Some people saw very clearly early on that Hitler meant to organize Germany for war and then to make Germany the most powerful country in Europe.  Sir Horace Rumbold, the British ambassador to Germany when Hitler came to power, and Winston Churchill, then a marginal politician, saw the situation with unusual clarity.  The French military intelligence service had him pegged right from the start.  For most other people, matters were not so clear. 

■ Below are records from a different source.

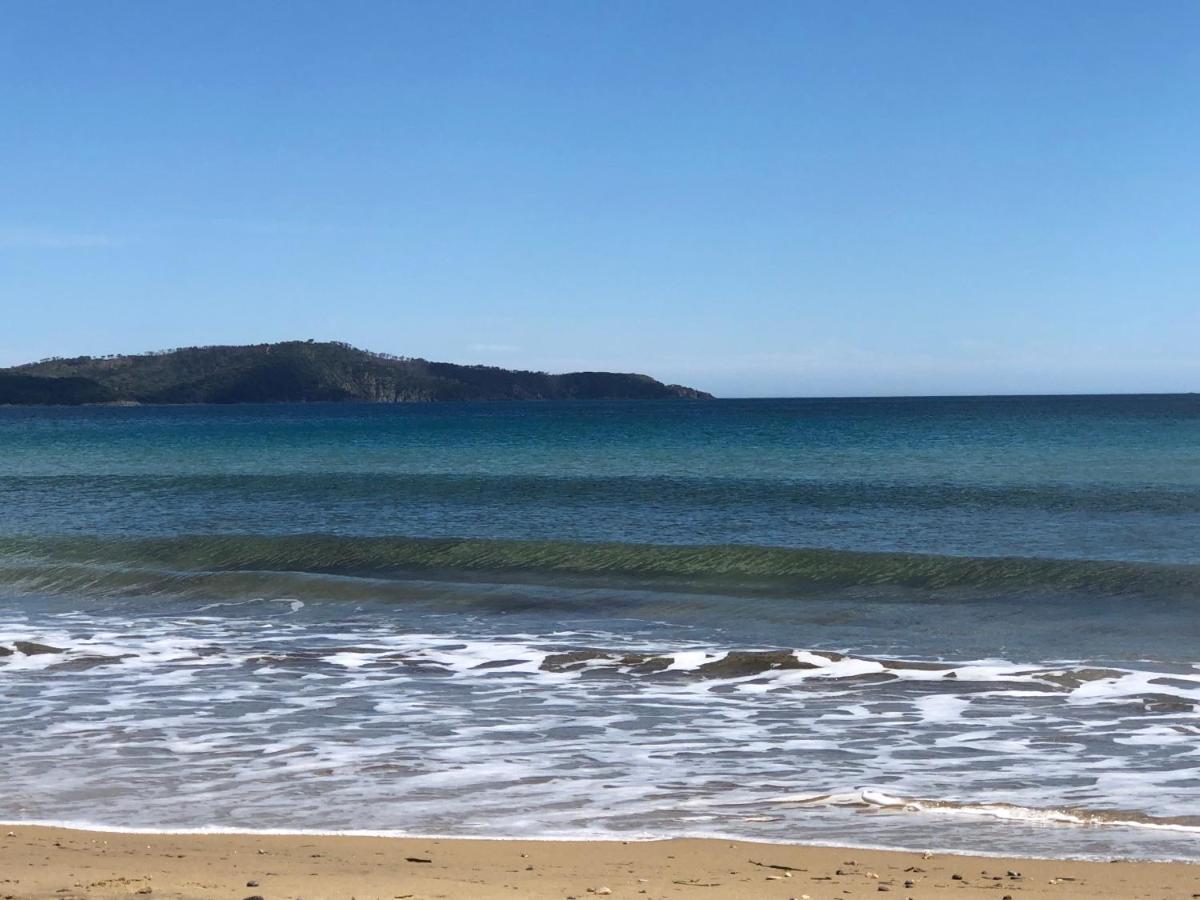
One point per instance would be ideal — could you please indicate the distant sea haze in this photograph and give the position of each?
(961, 623)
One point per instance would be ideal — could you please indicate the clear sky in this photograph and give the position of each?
(757, 198)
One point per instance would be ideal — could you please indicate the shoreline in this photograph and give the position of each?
(59, 862)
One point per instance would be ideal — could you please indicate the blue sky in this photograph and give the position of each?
(759, 198)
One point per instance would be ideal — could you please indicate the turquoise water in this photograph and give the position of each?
(568, 618)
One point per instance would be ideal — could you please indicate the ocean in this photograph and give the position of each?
(922, 623)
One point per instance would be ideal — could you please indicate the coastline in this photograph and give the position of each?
(54, 862)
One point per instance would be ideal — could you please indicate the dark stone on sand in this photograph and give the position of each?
(35, 649)
(646, 665)
(82, 664)
(1167, 703)
(1074, 678)
(738, 664)
(915, 665)
(499, 664)
(570, 660)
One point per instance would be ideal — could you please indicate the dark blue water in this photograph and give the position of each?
(987, 612)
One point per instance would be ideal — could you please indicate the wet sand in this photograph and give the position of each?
(64, 863)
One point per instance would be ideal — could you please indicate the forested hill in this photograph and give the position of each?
(304, 371)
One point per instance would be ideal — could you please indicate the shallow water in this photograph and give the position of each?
(250, 619)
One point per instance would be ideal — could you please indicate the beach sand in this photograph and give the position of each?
(39, 862)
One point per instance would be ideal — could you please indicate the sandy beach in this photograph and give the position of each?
(39, 862)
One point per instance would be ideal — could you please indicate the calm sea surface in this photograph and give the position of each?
(949, 623)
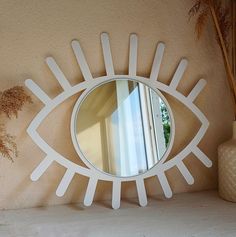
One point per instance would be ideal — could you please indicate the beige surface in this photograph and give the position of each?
(32, 30)
(187, 215)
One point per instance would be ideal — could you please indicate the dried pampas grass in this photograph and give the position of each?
(11, 102)
(220, 15)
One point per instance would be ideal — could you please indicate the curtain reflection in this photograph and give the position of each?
(120, 128)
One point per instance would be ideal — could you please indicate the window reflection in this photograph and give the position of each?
(123, 127)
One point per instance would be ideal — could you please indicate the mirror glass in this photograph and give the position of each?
(123, 127)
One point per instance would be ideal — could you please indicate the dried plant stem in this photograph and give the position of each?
(230, 76)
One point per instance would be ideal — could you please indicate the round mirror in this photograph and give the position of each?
(122, 127)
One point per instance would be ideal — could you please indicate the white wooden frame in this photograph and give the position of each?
(89, 83)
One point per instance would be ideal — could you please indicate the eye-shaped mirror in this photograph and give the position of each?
(123, 127)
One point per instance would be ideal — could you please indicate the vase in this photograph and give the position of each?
(227, 168)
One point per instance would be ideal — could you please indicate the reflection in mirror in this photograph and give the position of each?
(123, 127)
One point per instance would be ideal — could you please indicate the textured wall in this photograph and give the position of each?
(32, 30)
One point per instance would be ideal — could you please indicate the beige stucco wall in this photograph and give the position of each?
(32, 30)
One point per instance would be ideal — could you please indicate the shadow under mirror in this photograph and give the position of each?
(123, 127)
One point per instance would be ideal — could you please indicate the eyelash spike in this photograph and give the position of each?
(116, 194)
(58, 74)
(142, 195)
(107, 54)
(81, 60)
(90, 192)
(165, 184)
(179, 73)
(157, 62)
(65, 182)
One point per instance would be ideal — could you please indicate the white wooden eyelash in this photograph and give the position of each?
(89, 82)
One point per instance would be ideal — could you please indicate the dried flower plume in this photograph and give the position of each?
(11, 102)
(220, 16)
(202, 9)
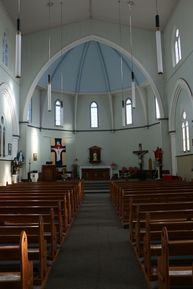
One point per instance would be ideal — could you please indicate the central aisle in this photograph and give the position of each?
(96, 254)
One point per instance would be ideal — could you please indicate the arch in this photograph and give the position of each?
(6, 92)
(81, 41)
(181, 84)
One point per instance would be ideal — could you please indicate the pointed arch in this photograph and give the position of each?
(6, 92)
(81, 41)
(181, 84)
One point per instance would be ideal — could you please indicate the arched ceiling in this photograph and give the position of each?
(92, 67)
(34, 13)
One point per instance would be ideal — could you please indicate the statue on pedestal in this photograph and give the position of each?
(158, 153)
(140, 153)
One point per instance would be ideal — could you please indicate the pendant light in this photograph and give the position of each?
(61, 44)
(130, 4)
(18, 46)
(158, 43)
(49, 88)
(121, 68)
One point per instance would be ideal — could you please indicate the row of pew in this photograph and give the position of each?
(159, 216)
(35, 219)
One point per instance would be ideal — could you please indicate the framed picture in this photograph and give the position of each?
(9, 149)
(35, 156)
(95, 154)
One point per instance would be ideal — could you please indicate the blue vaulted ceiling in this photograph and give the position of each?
(92, 67)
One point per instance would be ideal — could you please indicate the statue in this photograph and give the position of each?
(140, 153)
(158, 153)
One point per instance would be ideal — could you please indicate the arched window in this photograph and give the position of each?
(94, 115)
(29, 112)
(58, 112)
(5, 56)
(157, 110)
(177, 47)
(128, 111)
(185, 133)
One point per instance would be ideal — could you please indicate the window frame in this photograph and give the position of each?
(58, 105)
(185, 133)
(177, 48)
(91, 114)
(128, 105)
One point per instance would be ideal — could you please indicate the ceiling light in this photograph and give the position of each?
(158, 43)
(18, 46)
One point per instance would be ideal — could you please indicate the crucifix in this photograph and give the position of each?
(140, 153)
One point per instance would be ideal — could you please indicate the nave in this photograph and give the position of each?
(97, 253)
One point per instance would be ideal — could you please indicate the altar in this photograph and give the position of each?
(95, 172)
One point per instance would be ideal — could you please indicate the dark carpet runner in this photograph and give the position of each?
(96, 254)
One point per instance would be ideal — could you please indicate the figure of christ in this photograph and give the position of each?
(58, 148)
(140, 153)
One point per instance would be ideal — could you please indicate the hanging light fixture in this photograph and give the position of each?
(49, 93)
(158, 42)
(18, 46)
(121, 68)
(49, 88)
(130, 4)
(61, 43)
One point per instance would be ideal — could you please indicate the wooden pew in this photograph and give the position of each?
(37, 247)
(22, 278)
(39, 209)
(172, 210)
(174, 273)
(152, 241)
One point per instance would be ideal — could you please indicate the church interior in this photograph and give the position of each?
(91, 58)
(98, 91)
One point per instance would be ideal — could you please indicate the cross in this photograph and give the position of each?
(140, 153)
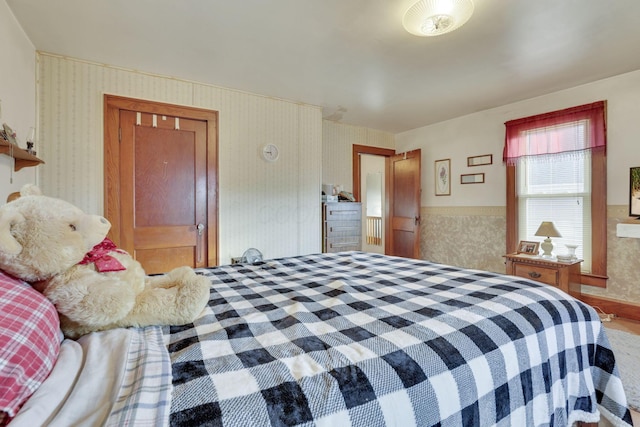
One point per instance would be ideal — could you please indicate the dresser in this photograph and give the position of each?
(341, 226)
(564, 275)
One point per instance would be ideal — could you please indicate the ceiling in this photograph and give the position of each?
(352, 57)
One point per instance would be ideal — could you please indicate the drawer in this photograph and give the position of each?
(343, 228)
(344, 211)
(540, 274)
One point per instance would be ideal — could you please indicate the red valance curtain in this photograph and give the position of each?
(556, 132)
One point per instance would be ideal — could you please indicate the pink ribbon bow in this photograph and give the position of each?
(99, 255)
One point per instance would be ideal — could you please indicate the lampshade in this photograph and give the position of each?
(547, 229)
(435, 17)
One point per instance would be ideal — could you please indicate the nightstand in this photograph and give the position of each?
(564, 275)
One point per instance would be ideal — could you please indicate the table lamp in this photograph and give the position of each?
(548, 230)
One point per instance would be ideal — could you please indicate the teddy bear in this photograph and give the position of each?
(65, 254)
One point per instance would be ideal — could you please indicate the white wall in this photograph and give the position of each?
(274, 207)
(483, 133)
(17, 95)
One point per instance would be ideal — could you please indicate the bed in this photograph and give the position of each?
(347, 339)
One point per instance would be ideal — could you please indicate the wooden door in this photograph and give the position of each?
(404, 211)
(163, 183)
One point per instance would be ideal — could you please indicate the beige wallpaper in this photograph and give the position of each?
(337, 144)
(271, 206)
(474, 237)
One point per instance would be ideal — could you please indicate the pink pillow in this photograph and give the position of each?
(29, 342)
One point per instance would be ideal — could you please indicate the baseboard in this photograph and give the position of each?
(619, 308)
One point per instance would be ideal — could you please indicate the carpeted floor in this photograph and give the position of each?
(626, 348)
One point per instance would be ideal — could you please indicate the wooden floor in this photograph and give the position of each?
(633, 327)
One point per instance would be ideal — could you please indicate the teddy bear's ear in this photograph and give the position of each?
(30, 190)
(8, 244)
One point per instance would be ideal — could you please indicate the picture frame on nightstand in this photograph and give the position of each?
(528, 247)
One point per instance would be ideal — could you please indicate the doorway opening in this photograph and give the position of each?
(370, 188)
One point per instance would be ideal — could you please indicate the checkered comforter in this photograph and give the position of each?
(365, 340)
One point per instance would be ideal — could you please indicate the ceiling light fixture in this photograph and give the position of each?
(435, 17)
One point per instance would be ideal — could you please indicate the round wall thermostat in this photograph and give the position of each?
(270, 152)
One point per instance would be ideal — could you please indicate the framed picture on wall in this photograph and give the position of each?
(634, 192)
(443, 177)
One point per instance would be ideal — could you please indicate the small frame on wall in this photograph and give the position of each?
(634, 192)
(527, 247)
(485, 159)
(443, 177)
(472, 178)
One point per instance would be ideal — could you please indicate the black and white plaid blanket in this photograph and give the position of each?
(356, 339)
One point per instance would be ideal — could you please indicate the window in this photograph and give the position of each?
(556, 171)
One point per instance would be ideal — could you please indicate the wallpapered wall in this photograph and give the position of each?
(337, 145)
(467, 228)
(17, 96)
(271, 206)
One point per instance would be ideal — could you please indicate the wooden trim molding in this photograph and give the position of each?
(112, 106)
(512, 210)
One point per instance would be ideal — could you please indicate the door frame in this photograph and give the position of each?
(357, 150)
(112, 106)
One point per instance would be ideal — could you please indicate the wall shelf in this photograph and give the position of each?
(22, 158)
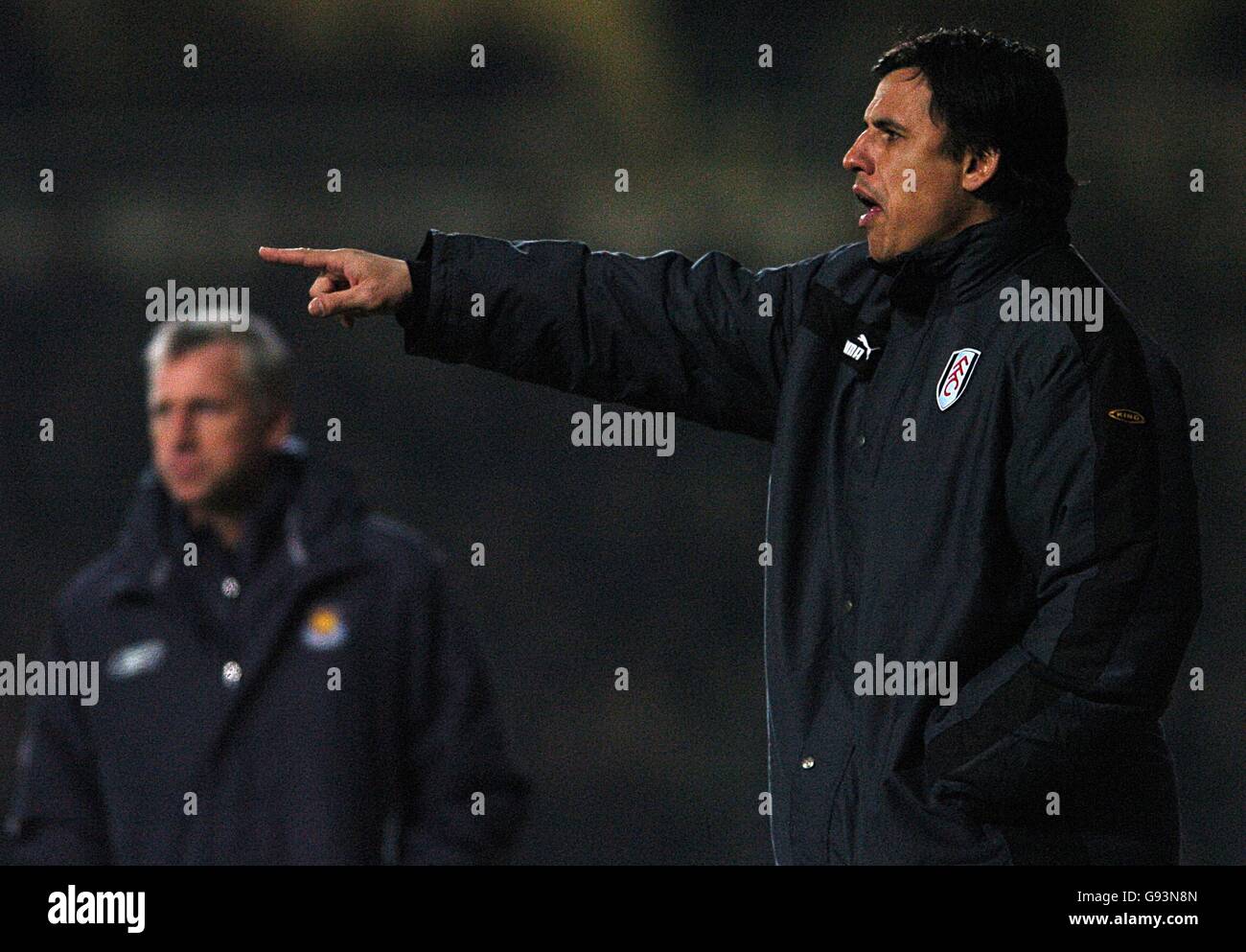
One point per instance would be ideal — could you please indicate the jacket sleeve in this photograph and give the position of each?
(1103, 512)
(704, 339)
(464, 801)
(58, 815)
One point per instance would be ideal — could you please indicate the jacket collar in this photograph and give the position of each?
(322, 498)
(966, 263)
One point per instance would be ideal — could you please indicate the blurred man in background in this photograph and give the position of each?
(281, 678)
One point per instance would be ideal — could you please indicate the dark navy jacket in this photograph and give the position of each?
(242, 714)
(946, 486)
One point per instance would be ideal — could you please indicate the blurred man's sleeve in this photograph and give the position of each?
(1117, 601)
(57, 816)
(704, 339)
(465, 801)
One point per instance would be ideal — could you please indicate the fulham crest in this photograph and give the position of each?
(956, 377)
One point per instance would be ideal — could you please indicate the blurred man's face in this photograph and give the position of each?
(913, 194)
(207, 436)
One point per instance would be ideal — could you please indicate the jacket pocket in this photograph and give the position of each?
(902, 826)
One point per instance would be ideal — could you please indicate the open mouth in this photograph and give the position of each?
(872, 210)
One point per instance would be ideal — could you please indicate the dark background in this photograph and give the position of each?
(596, 558)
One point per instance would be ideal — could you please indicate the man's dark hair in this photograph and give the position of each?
(992, 92)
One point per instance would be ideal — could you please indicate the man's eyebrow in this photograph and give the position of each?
(888, 125)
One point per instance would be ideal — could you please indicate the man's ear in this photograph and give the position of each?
(977, 169)
(278, 428)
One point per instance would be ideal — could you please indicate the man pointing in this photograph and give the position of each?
(982, 516)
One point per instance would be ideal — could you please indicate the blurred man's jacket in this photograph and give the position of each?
(300, 701)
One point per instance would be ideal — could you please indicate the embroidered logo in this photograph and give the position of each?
(136, 658)
(324, 628)
(956, 377)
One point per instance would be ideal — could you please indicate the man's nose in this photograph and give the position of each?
(183, 428)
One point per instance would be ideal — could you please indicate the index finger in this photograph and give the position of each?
(307, 257)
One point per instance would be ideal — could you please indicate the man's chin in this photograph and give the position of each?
(879, 252)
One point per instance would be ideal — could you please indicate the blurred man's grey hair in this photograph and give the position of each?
(265, 366)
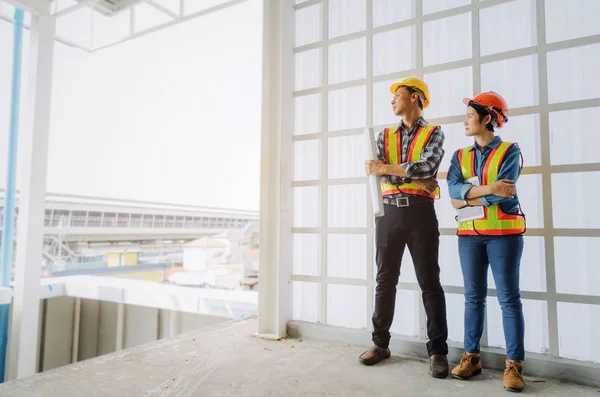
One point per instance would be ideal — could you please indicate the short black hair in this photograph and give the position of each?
(411, 91)
(482, 112)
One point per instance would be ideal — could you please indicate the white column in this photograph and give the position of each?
(33, 154)
(276, 194)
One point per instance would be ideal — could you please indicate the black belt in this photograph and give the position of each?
(406, 201)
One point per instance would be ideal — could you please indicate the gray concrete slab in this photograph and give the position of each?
(225, 360)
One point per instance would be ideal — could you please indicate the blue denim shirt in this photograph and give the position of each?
(509, 169)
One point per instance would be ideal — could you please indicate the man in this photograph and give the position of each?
(409, 157)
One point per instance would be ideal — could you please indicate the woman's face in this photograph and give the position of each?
(473, 125)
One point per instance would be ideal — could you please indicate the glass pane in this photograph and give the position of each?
(572, 141)
(390, 11)
(308, 69)
(529, 190)
(307, 301)
(406, 314)
(308, 25)
(455, 313)
(346, 156)
(457, 81)
(578, 326)
(147, 17)
(347, 108)
(507, 27)
(536, 325)
(347, 61)
(307, 206)
(450, 270)
(347, 255)
(431, 6)
(571, 207)
(515, 79)
(347, 205)
(307, 160)
(455, 139)
(525, 131)
(565, 21)
(572, 74)
(347, 16)
(576, 264)
(307, 254)
(307, 118)
(447, 40)
(532, 274)
(382, 104)
(394, 51)
(347, 306)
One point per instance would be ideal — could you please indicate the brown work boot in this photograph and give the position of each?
(438, 366)
(513, 376)
(469, 366)
(374, 355)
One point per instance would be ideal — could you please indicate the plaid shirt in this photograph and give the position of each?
(431, 157)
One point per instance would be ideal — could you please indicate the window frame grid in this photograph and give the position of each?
(545, 169)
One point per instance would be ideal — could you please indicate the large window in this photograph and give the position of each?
(542, 57)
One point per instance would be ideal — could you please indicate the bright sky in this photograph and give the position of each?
(173, 116)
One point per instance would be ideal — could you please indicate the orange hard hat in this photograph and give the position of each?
(493, 103)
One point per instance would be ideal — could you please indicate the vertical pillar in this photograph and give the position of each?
(276, 207)
(34, 155)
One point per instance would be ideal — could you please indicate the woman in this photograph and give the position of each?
(484, 175)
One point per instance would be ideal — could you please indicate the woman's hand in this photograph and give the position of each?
(504, 188)
(374, 167)
(458, 203)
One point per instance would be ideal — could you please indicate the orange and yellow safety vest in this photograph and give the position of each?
(393, 155)
(494, 222)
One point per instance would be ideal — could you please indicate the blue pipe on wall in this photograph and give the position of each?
(9, 200)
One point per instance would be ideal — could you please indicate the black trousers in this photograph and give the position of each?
(415, 226)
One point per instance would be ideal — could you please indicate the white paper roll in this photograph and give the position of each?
(374, 181)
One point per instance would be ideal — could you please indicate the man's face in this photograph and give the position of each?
(404, 100)
(473, 124)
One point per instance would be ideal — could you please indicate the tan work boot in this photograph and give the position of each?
(469, 366)
(513, 376)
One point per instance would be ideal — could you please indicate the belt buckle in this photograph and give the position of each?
(402, 202)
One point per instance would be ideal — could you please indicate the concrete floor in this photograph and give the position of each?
(225, 360)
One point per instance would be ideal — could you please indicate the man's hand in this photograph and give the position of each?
(374, 167)
(504, 188)
(429, 185)
(457, 203)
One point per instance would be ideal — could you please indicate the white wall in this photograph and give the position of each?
(172, 116)
(460, 48)
(98, 328)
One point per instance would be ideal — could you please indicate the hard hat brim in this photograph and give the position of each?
(394, 87)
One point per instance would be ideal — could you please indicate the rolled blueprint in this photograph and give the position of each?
(374, 181)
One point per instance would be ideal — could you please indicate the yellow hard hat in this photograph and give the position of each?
(413, 82)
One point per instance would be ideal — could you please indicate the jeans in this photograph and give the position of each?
(415, 226)
(503, 254)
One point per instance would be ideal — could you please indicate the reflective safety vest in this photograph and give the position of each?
(494, 222)
(393, 155)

First of all, people believed that Germany had some legitimate grievances.  If you took Hitler to be a normal politician, then removing these grievances would end the problem.  Germany had been disarmed, but no one had been willing to make the first move to general disarmament.  If others would not disarm, then perhaps Germany would be satisfied with equality in armaments.  Nationalism said that all people who spoke the same language and had the same culture should belong to the same independent country.  Germans in Austria, the Sudetenland, and the Polish Corridor had been denied this right. 

Then, there was the question of who was really in charge in Berlin.  Most political parties had a left wing, a right wing, and a center.  Who was to say that Nazism was any different?  Probably there were “radical” or “extremist” Nazis, then there were “conservative” Nazis, and then there were “middle of the road” Nazis.  You might not be able to deal with the “radicals,” but surely you could work a deal with the “moderate” and “conservative” Nazis.  Furthermore, to which group did Hitler belong?  Finally, it took a while to understand the strength of Hitler’s grip on power.  The Nazis were only one force in German politics, so far as anyone could tell at first.  Would he Army, big business, all the traditional conservatives who had dominated German life since 1870 really allow Hitler to lead them into another, possibly disastrous, war?  Or would they overthrow him? 

For all these reasons it appeared sensible to seek a peaceful solution.  Of course, if Hitler actually did intend to munch away at the Versailles settlement by little bites only in order to make Germany strong enough to impose its will on every other country, as the dooms-sayers proclaimed, then Britain and France would have no choice but to fight to preserve their own independence.  Let’s hope it doesn’t come to that.